VAUGHAN, ONT. — The Vaughan Chamber of Commerce’s recently released 2025 Infrastructure Report warns Ontario’s infrastructure challenge has evolved from a funding gap into a delivery-capacity crisis.
According to a release, the province currently faces approximately $56 billion annually in congestion-related economic and social costs.
“Without a shift in how projects are approved, tendered, and built, those annual costs are projected to rise to $108 billion by 2044 if congestion levels remain unchanged,” the release notes.
The findings identified “servicing capacity”, specifically water and wastewater systems, as the non-negotiable ceiling on housing starts.
“As demonstrated by the recent servicing moratorium in Waterloo Region, underinvestment and misaligned sequencing in core infrastructure can result in a pause in housing and employment growth even where planning approvals exist,” the release adds.
Key recommendations stemming from the report include:
- Standardize municipal construction specifications across the GTHA to eliminate inefficiency and reduce risk pricing.
- Institutionalize early tendering, with a majority of awards completed by Q4 or early Q1.
- Shift to parallel permit processing and implement “one-window” visibility into permit status and timelines to reduce sequential delay.
- Re-focus development charges exclusively on core growth-enabling infrastructure and introduce mandatory province-wide transparency standards for development charge background studies.
The findings also highlight the importance of continued alignment at the municipal level in construction standards, approvals and development charge administration, alongside alignment of federal infrastructure funding programs with local servicing capacity and growth priorities.
“The era of performative planning is over.

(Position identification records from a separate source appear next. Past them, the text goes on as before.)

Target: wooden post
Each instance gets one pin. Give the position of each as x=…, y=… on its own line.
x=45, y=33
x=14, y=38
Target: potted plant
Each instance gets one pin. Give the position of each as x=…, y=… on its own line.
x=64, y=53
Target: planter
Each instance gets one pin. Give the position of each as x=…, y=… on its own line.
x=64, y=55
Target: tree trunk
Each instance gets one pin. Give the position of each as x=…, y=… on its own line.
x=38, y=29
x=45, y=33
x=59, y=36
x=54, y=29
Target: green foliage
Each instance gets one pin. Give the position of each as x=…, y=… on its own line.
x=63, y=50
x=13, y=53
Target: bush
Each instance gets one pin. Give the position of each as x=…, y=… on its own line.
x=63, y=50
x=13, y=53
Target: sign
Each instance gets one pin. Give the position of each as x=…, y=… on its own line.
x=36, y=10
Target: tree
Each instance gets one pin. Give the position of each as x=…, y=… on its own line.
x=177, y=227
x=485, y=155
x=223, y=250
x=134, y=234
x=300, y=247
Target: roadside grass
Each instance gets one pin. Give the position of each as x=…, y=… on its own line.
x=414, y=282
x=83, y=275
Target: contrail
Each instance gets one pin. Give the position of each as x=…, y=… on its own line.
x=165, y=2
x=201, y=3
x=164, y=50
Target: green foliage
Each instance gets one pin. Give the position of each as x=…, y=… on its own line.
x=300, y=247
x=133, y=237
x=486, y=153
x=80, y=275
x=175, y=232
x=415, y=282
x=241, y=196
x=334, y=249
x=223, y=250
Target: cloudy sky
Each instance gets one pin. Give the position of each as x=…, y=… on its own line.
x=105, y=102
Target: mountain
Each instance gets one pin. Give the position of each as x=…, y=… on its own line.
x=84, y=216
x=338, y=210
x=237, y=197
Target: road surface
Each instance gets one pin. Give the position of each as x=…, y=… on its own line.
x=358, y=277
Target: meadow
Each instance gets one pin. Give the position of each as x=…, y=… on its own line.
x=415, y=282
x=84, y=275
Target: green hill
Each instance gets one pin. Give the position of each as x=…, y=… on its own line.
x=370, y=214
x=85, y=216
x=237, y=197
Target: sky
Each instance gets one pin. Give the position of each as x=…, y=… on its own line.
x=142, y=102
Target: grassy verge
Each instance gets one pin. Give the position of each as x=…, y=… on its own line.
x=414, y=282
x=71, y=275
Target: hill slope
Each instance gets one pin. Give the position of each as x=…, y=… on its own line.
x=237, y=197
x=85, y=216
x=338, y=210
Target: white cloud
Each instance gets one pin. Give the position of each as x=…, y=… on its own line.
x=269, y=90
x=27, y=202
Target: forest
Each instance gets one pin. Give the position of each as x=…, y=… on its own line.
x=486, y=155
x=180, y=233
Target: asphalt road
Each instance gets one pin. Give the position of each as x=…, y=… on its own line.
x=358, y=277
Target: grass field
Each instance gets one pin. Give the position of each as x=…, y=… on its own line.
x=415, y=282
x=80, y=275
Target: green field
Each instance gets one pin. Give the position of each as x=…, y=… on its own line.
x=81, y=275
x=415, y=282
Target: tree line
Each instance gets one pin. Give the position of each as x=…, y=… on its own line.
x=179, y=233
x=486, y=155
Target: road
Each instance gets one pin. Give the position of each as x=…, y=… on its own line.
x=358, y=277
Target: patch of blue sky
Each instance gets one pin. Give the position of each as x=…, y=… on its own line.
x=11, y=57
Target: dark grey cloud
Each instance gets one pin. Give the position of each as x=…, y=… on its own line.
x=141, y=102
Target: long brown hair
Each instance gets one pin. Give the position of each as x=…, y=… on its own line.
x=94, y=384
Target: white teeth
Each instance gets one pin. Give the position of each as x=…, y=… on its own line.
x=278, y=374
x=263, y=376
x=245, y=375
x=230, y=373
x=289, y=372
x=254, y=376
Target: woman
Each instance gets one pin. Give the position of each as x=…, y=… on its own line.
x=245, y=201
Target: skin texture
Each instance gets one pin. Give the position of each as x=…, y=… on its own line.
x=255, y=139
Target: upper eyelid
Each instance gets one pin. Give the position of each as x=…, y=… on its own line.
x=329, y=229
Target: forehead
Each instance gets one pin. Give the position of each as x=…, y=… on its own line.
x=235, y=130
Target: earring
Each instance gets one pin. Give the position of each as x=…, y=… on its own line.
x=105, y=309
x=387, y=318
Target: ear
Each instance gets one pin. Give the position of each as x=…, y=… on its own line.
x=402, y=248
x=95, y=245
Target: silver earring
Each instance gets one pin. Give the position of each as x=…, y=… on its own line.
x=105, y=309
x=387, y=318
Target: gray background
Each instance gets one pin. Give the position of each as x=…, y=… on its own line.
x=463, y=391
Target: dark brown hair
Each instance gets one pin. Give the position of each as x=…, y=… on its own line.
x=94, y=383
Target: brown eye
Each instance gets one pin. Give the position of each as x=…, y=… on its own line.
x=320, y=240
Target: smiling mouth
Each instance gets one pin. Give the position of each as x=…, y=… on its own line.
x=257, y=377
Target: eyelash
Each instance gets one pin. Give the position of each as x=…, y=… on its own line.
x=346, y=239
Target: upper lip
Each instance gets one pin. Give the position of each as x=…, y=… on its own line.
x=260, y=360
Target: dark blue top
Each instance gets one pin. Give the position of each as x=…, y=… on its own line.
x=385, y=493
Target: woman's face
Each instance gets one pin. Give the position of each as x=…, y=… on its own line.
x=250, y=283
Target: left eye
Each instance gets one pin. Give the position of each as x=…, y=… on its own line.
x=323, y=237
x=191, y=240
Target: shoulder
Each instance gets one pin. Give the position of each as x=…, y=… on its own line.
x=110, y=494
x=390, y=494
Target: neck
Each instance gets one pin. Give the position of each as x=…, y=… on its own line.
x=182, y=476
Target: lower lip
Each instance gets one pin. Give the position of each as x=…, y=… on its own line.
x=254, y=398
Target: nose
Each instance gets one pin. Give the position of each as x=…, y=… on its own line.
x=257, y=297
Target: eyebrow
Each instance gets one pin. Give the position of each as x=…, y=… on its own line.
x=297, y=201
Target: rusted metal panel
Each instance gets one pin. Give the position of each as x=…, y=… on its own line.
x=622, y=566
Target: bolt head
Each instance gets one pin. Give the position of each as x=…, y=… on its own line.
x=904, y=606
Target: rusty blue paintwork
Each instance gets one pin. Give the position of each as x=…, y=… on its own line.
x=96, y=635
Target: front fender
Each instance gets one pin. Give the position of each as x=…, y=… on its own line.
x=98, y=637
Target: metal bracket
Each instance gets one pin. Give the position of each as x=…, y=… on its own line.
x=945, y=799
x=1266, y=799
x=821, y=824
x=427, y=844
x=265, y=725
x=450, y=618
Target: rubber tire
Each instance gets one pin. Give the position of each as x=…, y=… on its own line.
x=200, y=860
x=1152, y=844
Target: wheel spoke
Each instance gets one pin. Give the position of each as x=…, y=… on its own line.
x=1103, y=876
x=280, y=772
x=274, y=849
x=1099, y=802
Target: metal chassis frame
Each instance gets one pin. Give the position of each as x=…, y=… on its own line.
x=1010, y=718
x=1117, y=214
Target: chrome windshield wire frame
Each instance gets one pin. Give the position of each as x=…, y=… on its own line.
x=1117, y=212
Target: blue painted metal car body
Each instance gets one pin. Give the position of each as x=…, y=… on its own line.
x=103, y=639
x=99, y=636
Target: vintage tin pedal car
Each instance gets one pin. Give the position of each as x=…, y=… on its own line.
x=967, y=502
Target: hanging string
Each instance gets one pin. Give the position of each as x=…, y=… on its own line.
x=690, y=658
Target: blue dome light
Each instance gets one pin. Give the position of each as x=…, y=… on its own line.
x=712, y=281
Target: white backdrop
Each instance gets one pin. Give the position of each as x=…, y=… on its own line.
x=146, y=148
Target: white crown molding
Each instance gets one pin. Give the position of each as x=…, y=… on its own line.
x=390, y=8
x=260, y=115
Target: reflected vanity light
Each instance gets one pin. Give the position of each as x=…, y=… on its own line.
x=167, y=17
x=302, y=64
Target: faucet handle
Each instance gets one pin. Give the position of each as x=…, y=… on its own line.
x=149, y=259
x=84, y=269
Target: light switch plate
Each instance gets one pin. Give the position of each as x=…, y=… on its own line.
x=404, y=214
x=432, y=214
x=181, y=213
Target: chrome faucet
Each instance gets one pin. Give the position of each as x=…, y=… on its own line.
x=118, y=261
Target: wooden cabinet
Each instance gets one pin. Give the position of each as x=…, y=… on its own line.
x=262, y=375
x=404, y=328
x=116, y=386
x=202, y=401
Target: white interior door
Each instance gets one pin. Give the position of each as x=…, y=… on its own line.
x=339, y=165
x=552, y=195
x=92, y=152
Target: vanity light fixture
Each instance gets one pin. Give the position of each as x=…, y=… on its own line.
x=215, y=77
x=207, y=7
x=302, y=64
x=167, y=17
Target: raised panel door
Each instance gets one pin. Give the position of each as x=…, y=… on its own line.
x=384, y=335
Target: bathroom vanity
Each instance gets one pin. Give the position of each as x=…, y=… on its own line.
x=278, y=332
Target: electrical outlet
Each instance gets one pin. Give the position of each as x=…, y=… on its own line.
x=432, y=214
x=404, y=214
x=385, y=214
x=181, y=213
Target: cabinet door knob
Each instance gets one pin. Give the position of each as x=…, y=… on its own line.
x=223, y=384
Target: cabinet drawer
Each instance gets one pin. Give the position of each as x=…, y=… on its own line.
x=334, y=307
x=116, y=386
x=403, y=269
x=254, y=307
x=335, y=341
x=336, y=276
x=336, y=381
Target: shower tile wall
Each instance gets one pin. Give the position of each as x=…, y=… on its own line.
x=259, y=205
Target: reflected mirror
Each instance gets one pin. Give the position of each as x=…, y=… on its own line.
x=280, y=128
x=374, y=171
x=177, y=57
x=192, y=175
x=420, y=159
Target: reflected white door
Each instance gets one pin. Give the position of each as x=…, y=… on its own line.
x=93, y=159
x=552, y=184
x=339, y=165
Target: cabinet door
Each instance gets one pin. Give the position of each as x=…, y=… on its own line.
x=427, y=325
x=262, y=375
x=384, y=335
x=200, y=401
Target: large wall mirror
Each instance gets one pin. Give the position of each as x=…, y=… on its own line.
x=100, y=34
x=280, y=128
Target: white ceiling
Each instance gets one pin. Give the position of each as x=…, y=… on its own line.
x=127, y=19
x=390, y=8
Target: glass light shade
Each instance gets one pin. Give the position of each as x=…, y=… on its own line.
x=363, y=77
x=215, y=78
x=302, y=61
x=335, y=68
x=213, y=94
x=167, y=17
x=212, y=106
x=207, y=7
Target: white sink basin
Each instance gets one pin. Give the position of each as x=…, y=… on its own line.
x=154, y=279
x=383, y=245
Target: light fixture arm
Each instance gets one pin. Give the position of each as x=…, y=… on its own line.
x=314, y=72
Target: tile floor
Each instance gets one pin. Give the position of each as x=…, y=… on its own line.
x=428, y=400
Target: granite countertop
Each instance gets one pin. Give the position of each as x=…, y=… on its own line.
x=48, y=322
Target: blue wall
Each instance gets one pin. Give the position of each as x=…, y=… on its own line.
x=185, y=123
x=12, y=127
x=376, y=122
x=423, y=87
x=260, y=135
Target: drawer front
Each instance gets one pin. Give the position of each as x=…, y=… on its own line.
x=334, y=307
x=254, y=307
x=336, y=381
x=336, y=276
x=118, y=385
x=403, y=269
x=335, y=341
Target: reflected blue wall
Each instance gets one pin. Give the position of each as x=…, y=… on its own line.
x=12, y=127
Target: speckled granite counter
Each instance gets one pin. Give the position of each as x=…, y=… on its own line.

Our data is clear: Ontario is facing a delivery-capacity crisis that is costing us $56 billion today,” said Abdus Samad, vice-president of government affairs and strategic initiatives at the Vaughan Chamber, in a statement. “We have shovel-ready housing and trade projects stalled by the ‘inefficiency incarnate’ of fragmented local rules and slow approvals. We need to treat infrastructure as a foundation for competitiveness, not an administrative afterthought. We need action. Now.”